RIAU1.COM - Pemerintah melalui Badan Penyelenggara Jaminan Produk Halal (BPJPH) mempertegas tahapan kewajiban sertifikasi halal bagi semua produk yang beredar di Indonesia. Kebijakan bertahap ini bertujuan agar implementasi berjalan teratur dan memberikan waktu penyesuaian, terutama bagi Usaha Mikro, Kecil, dan Menengah (UMKM).

Deputi Bidang Registrasi dan Sertifikasi Halal BPJPH, Mamat Salamet Burhanudin, menjelaskan bahwa kewajiban ini merupakan amanat Undang-Undang Nomor 33 Tahun 2014 tentang Jaminan Produk Halal, yang lahir dari aspirasi masyarakat agar negara memastikan kepastian hukum kehalalan produk.

"Undang-undang ini lahir karena masyarakat menginginkan negara hadir untuk memastikan kepastian hukum mengenai kehalalan sebuah produk,” ujar Mamat, dalam  acara Training of Trainer (TOT) Ekonomi dan Keuangan Syariah yang diselenggarakan Bank Indonesia bersama Forjukafi di Jakarta, Jumat 14 November 2025 yang dimuat Rmol.

Regulasi ini kemudian disesuaikan melalui UU Nomor 6 Tahun 2023 tentang Cipta Kerja untuk membuat proses sertifikasi lebih terjangkau dan diterima luas, termasuk oleh UMKM. Namun, Mamat menekankan bahwa tujuan utamanya tetap sama, yaitu mewajibkan semua produk yang masuk, beredar, dan diperdagangkan di Indonesia untuk bersertifikat halal.

Dalam implementasinya, pemerintah menetapkan tahapan kewajiban halal secara bertahap. Pada 2024, kewajiban diberlakukan untuk produk makanan, minuman, jasa penyembelihan, serta bahan baku makanan. Namun UMKM dan produk luar negeri diberi relaksasi hingga 2026 untuk menyesuaikan diri. 

Memasuki 2026, kewajiban diperluas mencakup obat tradisional, suplemen, kosmetik, dan barang gunaan. Kemudian hingga 2034, kewajiban sertifikasi halal juga akan berlaku bagi alat kesehatan kategori C.

Di sisi lain, BPJPH juga membagi produk ke dalam tiga kategori utama dalam pengaturan halal. 
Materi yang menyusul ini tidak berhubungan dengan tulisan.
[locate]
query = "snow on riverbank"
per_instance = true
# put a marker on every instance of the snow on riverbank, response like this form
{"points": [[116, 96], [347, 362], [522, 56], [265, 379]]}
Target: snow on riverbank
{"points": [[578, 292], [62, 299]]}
Pertama, produk yang wajib bersertifikat halal, yakni produk yang melalui proses pengolahan, seperti makanan olahan atau sajian di restoran. Kedua, produk yang tidak diwajibkan memiliki sertifikat halal, yaitu komoditas segar tanpa proses, seperti buah-buahan, cabai, dan beras. Ketiga, produk yang justru wajib memiliki keterangan tidak halal, khusus bagi barang yang memang termasuk kategori tidak halal.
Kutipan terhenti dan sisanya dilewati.